A carne é fraca: entre perdas e danos
“É a economia, estúpido”
(James Carville)
Não é de hoje que se reclama dos excessos cometidos pela Polícia Federal (PF) e pelo Ministério Público (MP) quando se ajuntam sob o manto do Judiciário em “Força Tarefa” para imaginável combate ao crime. A espetacularização do processo penal tem causado danos e constrangimentos irreparáveis, principalmente, em relação à liberdade, a imagem e a dignidade dos investigados ou acusados.
Quando investigados ou acusados são expostos, notadamente, pela televisão, a degradação da imagem torna-se inevitável. Não é sem razão que muitos tentam sem sucesso esconder seus rostos. Na prisão midiática, a privacidade, a intimidade e a presunção de inocência são sobrepujadas pelas manchetes sensacionalistas de uma imprensa pouco ou nada comprometida com os direitos e garantias fundamentais. Como bem proclamou Noam Chomsky: “a imprensa pode causar mais danos que a bomba atômica. E deixar cicatrizes no cérebro”.
Rubens Casara já observou,
no processo penal do espetáculo não há espaço para garantir direitos fundamentais. O espetáculo não deseja chegar a nada, nem respeitar qualquer valor, que não seja ele mesmo. A dimensão de garantia, inerente ao processo penal no Estado Democrático de Direito (marcado por limites ao exercício do poder), desaparece para ceder lugar à dimensão de entretenimento… No processo espetacular desaparece o diálogo, a construção dialética da solução do caso penal a partir da atividade das partes, substituído pelo discurso dirigido pelo juiz: um discurso construído para agradar às maiorias de ocasião, forjadas pelos meios de comunicação de massa em detrimento da função contra majoritária de concretizar os direitos fundamentais… O caso penal passa a ser tratado como uma mercadoria que deve ser atrativa para ser consumida. A consequência mais gritante desse fenômeno passa a ser a vulnerabilidade a que fica sujeito o vilão escolhido para o espetáculo. [1]

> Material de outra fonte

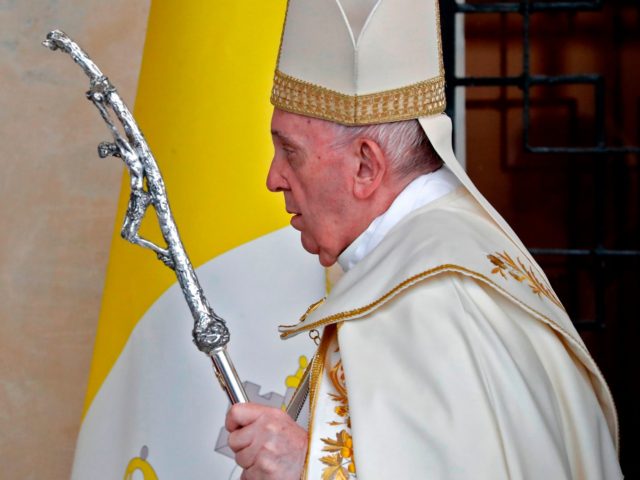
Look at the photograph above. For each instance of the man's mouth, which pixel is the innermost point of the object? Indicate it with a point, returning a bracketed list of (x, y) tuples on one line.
[(295, 222)]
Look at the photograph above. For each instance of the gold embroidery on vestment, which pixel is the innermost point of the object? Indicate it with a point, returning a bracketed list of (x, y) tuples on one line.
[(516, 269), (340, 463)]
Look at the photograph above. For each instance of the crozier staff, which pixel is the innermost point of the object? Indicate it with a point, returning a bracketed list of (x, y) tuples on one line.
[(445, 353)]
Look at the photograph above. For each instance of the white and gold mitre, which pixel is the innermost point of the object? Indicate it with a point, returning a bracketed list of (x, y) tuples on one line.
[(359, 62)]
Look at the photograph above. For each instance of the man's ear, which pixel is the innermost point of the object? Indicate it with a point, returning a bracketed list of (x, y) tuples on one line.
[(371, 168)]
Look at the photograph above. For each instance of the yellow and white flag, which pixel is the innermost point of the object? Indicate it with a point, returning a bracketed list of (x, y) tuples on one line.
[(154, 409)]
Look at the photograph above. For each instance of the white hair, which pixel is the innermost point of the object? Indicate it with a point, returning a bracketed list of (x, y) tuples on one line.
[(405, 143)]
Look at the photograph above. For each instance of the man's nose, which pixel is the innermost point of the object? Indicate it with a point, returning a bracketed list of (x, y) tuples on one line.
[(275, 181)]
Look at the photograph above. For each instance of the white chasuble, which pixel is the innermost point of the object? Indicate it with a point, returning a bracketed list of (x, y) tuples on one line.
[(459, 362)]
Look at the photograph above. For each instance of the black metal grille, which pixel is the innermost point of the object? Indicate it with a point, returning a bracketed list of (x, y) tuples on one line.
[(610, 256)]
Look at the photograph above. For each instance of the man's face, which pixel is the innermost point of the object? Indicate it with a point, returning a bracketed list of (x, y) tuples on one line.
[(314, 178)]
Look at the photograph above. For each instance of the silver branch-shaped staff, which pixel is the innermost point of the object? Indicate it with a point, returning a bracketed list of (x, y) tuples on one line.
[(210, 333)]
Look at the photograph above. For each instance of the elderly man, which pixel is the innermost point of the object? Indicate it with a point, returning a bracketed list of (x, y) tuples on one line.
[(444, 352)]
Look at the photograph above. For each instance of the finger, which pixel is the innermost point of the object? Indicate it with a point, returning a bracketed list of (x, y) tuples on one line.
[(246, 457), (240, 438), (242, 414)]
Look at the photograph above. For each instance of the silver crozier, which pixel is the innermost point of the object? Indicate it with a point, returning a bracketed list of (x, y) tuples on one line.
[(210, 333)]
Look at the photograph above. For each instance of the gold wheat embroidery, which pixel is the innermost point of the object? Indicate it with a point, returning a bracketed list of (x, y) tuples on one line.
[(340, 463), (516, 269)]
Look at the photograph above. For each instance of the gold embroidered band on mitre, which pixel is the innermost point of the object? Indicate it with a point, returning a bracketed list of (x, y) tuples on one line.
[(412, 101)]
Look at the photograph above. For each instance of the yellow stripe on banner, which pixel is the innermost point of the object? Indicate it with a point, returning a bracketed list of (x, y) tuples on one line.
[(203, 104)]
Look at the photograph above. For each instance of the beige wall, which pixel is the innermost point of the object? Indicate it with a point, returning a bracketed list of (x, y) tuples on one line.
[(57, 213)]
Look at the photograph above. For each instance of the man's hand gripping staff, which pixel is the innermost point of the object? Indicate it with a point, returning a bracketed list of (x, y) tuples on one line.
[(210, 333)]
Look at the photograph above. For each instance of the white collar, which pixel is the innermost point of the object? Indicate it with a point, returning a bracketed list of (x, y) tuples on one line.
[(422, 190)]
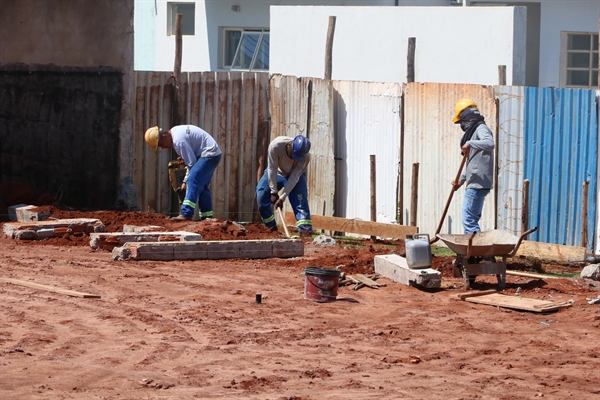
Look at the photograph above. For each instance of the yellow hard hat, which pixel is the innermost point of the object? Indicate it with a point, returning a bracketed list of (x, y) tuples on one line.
[(151, 137), (460, 107)]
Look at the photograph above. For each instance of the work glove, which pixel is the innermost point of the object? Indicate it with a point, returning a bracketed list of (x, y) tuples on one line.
[(279, 203), (274, 198)]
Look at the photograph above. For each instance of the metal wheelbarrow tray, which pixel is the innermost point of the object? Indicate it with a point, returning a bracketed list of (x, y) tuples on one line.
[(488, 244)]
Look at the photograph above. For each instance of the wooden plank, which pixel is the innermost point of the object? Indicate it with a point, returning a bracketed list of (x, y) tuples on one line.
[(550, 251), (528, 275), (517, 302), (356, 226), (463, 296), (54, 289)]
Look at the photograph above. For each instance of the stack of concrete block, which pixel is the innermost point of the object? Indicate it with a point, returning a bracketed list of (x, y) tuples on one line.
[(209, 250), (108, 241), (395, 268), (46, 229), (26, 213)]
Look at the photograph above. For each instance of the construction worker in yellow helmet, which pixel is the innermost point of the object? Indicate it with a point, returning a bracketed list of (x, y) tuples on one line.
[(477, 143), (201, 155)]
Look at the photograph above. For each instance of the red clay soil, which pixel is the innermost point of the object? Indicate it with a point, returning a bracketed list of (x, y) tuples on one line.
[(192, 329)]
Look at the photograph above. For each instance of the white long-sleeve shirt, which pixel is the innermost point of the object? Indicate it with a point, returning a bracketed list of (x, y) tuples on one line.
[(280, 163), (191, 143)]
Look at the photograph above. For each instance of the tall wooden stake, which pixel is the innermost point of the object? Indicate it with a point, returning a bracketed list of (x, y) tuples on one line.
[(414, 195), (329, 48), (410, 60), (525, 209), (373, 192), (584, 225), (502, 75)]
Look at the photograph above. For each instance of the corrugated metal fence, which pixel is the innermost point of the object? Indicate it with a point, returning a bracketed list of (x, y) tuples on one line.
[(229, 106), (549, 136)]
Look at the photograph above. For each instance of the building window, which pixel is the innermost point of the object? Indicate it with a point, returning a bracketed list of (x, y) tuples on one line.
[(580, 60), (246, 50), (188, 11)]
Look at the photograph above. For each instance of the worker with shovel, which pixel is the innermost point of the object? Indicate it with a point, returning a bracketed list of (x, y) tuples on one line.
[(286, 169), (201, 154), (477, 145)]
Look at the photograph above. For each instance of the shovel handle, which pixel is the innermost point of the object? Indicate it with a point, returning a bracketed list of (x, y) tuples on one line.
[(287, 233), (462, 164)]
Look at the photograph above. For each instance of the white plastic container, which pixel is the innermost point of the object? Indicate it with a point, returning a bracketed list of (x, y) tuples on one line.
[(418, 251)]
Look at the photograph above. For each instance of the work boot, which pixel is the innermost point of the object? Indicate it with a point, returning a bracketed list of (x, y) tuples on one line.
[(181, 217)]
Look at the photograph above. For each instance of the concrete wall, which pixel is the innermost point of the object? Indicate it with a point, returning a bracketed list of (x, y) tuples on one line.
[(77, 39), (155, 50), (556, 17), (370, 43)]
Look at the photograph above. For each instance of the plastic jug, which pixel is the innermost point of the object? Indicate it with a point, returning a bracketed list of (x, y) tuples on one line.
[(418, 251)]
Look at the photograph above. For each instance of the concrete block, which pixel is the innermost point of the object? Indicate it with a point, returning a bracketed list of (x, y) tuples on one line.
[(151, 251), (209, 250), (591, 272), (285, 248), (395, 268), (108, 241), (53, 228), (12, 211), (139, 229), (26, 214)]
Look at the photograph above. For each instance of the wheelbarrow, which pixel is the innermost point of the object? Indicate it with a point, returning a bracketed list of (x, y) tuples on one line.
[(476, 253)]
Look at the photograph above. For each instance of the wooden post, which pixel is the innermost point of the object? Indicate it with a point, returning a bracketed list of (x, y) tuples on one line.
[(584, 211), (501, 75), (410, 61), (175, 112), (175, 116), (373, 192), (329, 48), (400, 188), (525, 209), (414, 195)]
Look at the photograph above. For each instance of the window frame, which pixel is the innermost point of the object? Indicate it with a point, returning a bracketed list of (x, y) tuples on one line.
[(171, 18), (243, 31), (564, 60)]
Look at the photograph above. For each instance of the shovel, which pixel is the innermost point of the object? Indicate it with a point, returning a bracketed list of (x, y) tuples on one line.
[(287, 233), (462, 164)]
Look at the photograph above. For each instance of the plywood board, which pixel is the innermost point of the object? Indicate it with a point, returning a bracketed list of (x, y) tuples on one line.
[(515, 302), (54, 289), (356, 226), (551, 251)]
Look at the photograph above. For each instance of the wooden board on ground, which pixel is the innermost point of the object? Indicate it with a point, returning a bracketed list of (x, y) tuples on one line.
[(54, 289), (530, 275), (337, 224), (550, 251), (515, 302)]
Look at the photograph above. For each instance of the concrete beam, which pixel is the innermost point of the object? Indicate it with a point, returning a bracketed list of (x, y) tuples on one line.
[(395, 268), (108, 241), (25, 213), (47, 229), (209, 250)]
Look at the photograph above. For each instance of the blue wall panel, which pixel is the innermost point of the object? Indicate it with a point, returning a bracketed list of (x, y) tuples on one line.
[(560, 153)]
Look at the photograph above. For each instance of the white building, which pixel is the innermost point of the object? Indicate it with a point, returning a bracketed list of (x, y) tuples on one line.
[(547, 43)]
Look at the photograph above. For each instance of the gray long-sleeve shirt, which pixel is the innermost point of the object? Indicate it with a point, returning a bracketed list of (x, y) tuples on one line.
[(280, 163), (479, 172)]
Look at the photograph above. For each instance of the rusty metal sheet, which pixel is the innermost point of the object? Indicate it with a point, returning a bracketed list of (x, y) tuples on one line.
[(292, 103), (231, 107), (367, 122), (432, 140)]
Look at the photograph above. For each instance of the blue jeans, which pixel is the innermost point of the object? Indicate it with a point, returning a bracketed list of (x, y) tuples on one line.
[(472, 207), (197, 188), (298, 199)]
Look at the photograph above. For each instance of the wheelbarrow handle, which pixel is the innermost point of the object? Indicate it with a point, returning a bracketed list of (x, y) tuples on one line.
[(512, 253)]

Como já dito alhures, a publicidade dos julgamentos e dos atos processuais representa uma garantia para o cidadão e, portanto, não pode se tornar uma arma e se voltar contra o próprio cidadão que a Constituição ambiciona proteger. A publicidade como princípio, existe, especialmente, para proteger o individuo contra o perigo que representa as acusações secretas, contra os julgamentos parciais e arbitrários e, também, como garantia do devido processo legal.
Quando a publicidade expõe e populariza a vida privada e a intimidade do investigado ou do acusado, quando não da própria vítima, se transforma em instrumento de opressão e de exploração da imagem, capaz de exercer através dos meios midiáticos influencia, para o bem ou para o mal, nos julgamentos penais. c
Até então, quando eram “eles” que estavam sendo presos e expostos à execração, o silêncio predominava e apenas vozes isoladas, geralmente da defesa, se levantavam contra os abusos e arbitrariedades.
Agora, na recente operação apelidada de “Carne Fraca”, na qual grandes empresas foram maculadas, causando incomensurável prejuízo à economia – dados do Ministério da Indústria, Comércio Exterior e Serviços (MDIC) apontam para uma queda brusca nas exportações de carne brasileira desde a deflagração da Operação Carne Fraca. De acordo com a pasta, o Brasil exportou US$ 74 mil do produto na terça-feira (21).
Antes da operação da Polícia Federal, o valor médio das exportações em março, por dia útil, foi bem maior: US$ 60 milhões [2] – até o ministro da Agricultura e o próprio ocupante do Palácio do Planalto se mobilizaram e se manifestaram para condenar os eventuais excessos cometidos pela PF, para assegurar que a carne brasileira continue a ser exportada, garantindo, assim, lucros para os empresários e resultados positivos para economia do país.
Aqui, como costuma acontecer, o interesse econômico gritou mais alto. Mais alto até que a liberdade daqueles que foram presos outrora. Foi preciso que uma operação atingisse a economia para que muitos se dessem conta dos excessos, abusos e arbitrariedades que são constantemente perpetrados contra os cidadãos. Como diria o marqueteiro de Clinton, James Carville: “é a economia, estúpido”.
Leonardo Isaac Yarochewsky é advogado criminalista e professor. Foto: Dênio Simões/Agência Brasília.
[1] CASARA, R. R. Rubens. Processo penal do espetáculo: ensaios sobre o poder penal, a dogmática e o autoritarismo na sociedade brasileira. Florianópolis: Empório do Direito, 2015.